Ошеломило меня то, какую я испытывал гордость. Лишившись своей ярости по поводу главенствующего положения Люси в нашей семье, я был захлестнут потоком любви. Это была моя сестра, родная кровь, близкий человек, и я испытывал бесконечное удовлетворение.
Однако в этот полурай – истинное выражение моей любви к Люси, которую я до сих пор скрывал ото всех, и в первую очередь от себя самого, к глубине ее таланта, к совершенству ее красоты, не запятнанной ревностью и страхом, – проник змей, только это был не змей, а огромный свирепый кабан (в этом грубом обличье скрывался я, ее брат? эту шутку отколол опиум?), со страшными клыками, шумно сопящий, хрюкающий, изрыгающий грязь и потроха, всем своим видом говорящий о жестоком насилии.
Он бродил по сцене, принюхивался, что-то жевал. Люси не испугалась, не убежала.
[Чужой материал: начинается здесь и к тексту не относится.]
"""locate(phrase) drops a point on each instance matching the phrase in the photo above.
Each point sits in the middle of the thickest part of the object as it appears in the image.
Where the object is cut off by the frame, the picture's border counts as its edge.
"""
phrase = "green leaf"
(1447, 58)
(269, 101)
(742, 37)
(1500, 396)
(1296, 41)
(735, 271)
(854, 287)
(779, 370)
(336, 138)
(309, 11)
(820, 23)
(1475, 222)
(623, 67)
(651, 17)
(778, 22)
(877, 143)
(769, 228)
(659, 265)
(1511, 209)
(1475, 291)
Она была полна любви. Сестра погладила кабана по отвратительной голове, опустилась на колени и переключилась на Брамса, исполняя что-то нежное и трогательное. Люси покорила сердце дикого зверя, укротила его, и кабан также с радостью опустился на колени, а потом растянулся на сцене, уткнувшись рылом в пол, и громко захрапел, вероятно, погрузившись в свои собственные опиумные грезы. Должен добавить, что эти образы были такими живыми, словно все происходило наяву. Я понятия не имею, что они означали и вообще означали ли что-нибудь. Однако они остались со мной, полагаю, навсегда.
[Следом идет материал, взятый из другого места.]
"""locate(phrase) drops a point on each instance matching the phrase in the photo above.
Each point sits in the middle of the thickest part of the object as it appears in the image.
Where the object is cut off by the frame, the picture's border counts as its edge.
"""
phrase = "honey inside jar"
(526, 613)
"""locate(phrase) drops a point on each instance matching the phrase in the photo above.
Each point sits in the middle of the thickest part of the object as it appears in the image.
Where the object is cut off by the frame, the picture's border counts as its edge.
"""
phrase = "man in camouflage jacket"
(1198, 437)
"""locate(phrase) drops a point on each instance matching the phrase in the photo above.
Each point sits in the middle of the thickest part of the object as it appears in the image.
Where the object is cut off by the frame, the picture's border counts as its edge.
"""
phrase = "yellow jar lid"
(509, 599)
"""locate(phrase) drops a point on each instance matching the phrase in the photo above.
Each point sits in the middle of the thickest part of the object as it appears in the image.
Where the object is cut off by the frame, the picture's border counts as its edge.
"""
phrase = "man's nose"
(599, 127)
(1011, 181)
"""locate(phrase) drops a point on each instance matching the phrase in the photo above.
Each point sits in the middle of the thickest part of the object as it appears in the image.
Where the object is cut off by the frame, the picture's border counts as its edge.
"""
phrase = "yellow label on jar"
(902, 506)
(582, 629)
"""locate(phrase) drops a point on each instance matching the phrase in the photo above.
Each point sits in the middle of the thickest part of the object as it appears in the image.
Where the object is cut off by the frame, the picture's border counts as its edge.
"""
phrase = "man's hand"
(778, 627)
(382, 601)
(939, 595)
Заморгав, я обнаружил, что вернулся в курильню, в пелену красного тумана. Я готов был поклясться, что мое путешествие продолжалось всего секунду-другую. Однако, как только действительность более или менее вернулась, мне стало скучно. Если в опиумной курильне не курить опиум, чем еще заниматься? Поскольку никаких других развлечений здесь не было, ответ очевиден: ничем, и я абсолютно ничего не делал на протяжении приблизительно часа, время от времени притворяясь, будто втягиваю в легкие наркотический дым. Однако по большей части я просто лежал неподвижно, и через какое-то время посчитал, что можно оглядеться по сторонам.
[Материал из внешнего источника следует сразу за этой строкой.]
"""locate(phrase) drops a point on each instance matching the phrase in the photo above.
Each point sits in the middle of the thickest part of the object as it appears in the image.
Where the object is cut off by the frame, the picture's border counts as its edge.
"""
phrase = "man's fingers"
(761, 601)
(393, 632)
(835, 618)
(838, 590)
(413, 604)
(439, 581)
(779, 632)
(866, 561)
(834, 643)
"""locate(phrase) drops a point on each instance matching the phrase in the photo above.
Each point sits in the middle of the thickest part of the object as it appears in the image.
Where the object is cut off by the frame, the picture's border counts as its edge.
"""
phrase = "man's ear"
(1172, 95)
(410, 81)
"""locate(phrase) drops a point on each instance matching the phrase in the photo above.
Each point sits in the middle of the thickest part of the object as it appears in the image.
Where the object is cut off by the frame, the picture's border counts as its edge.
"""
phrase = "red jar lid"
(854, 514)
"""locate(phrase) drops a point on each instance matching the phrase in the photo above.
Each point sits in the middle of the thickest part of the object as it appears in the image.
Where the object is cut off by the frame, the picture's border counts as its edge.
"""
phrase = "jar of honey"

Подполковника Вудраффа я в полумраке не увидел, но в клубах красного дыма я вообще ничего не видел. В какой-то момент лежавший напротив мужчина решил, что он для одного вечера уже достаточно постранствовал по вселенной, встал и, пошатываясь, вышел. Это открыло мне вид, и в противоположном конце, где также были составлены рядом четыре кресла, я разглядел контуры котелка Вудраффа, различил его короткое тело и таким образом опознал его. Его лицо было неподвижным, частично скрытым чем-то вроде большой летучей мыши. Он казался полностью бесчувственным, таким же бесчувственным, как и все остальные, и у меня даже мелькнула мысль, что он умер. Однако затем я заметил какое-то движение, увидел, как трубка поднялась, конец чубука отправился в рот, и усилившееся сияние над чашечкой сообщило о глубокой затяжке. Должно быть, у Вудраффа были огромные легкие, поскольку по продолжительности и глубине его затяжки были просто героическими. И еще, похоже, чудовища, обитавшие у него в сознании, были просто ужасными, раз ему требовались такие усилия, чтобы их усмирить.